Robin Braun’s seascapes portray the Atlantic Ocean with expert precision and striking detail. Based on a weeklong exploration along the beaches of the Outer Banks, these oil paintings demonstrate Braun’s deep understanding of the ocean and its daily transformations between dawn and dusk. According to Braun, “It was a new (and surprising) experience for me to see the ocean from dawn until dark and see all of the permutations the sky and water go through in one day, and the truly dramatic differences in mood that accompany those changes.” At the same time, she is also intrigued by the delicate relationship between the ocean and weather, which she portrays with notable prowess. In some works, a stormy, ominous sky hovers over the turbulent sea; in others, the peaceful, glistening water reflects a clear sky above. In each case, the mood is palpable, as Braun’s stunningly photorealistic style captures every nuance in the sea’s color, texture, and behavior. Though small in size, these paintings fully convey the vastness of the ocean, portraying on a powerfully intimate scale its capacity for both terrifying violence and beautiful stillness.

Although Christian Haub began his career as an abstract painter in the 1980s, he is best known today for his vibrantly colored acrylic “Floats.” First debuted in 1990, the Floats derive their name from the way they appear to magically hover over the walls that support them. Haub creates these sculptures like playful collages, cutting and moving the colored planes in experimental arrangements before fixing them into asymmetrical, rectilinear forms. Upon installation, he turns to light—both natural and artificial—to maximize his works’ chromatic possibilities. The intersecting pieces cast colored shadows across each other and onto the wall, while the varying opacity and thickness of the acrylic slabs further intensifies the works’ dynamic luminosity. These Floats spotlight the interaction of color, light, and surface, since the refracted hues surrounding the objects are as much a part of the artwork as the objects themselves. Haub notes, “When my wife, Vera Miljkovic, photographs them she has the problem of where to focus.

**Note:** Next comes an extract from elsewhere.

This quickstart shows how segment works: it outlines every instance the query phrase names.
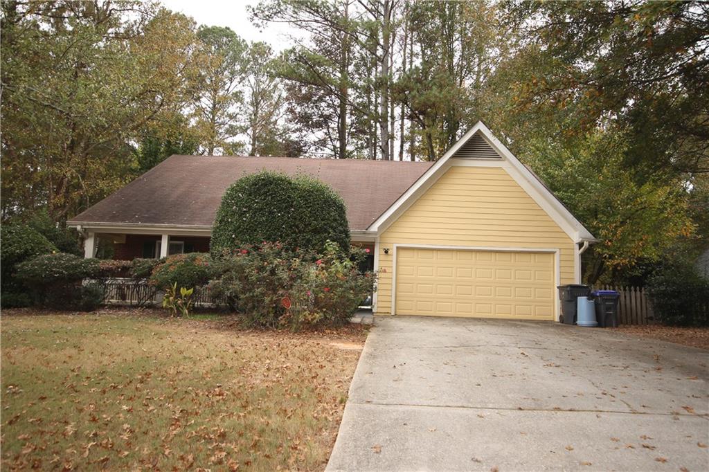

There is the physical surface of the plastic, and then there is the colored light cast behind it on the wall…. [Y]ou look both at and through the works.” With his Floats, Haub has managed to transform store-bought sheets of plastic into ineffably glowing, multifaceted, and polychromatic works of art.

Ruby Palmer’s paintings, much like her constructions, installations, and animal watercolors, transform the everyday into a world of imagination, play, and discovery. Although they initially began as preparatory sketches for larger wooden pieces, the paintings have come to stand on their own as expressive works of art. Their whimsical subject matter is loosely based on the artist’s surroundings in upstate New York, and it is often domestic. Yet Palmer’s scenes turn the familiar into the amusingly strange and unfamiliar: a pair of stilts elevates a quilt, drapes are suspended in trapeze-like arrangements, rooms become surreal stage sets, and filtered light produces uncanny shadows. “I take many liberties,” Palmer explains. “Finding intriguing worlds beneath floor boards and behind walls that reflect history and function and style.” As such, her paintings are refreshing and stimulating, reinventing the structures and systems of daily life that audiences may take for granted. By transforming ordinary objects into playful, imaginative structures,Palmer’s art inspires a sense of discovery and exploration—an invitation to probe beneath the mundane surface of the spaces we inhabit.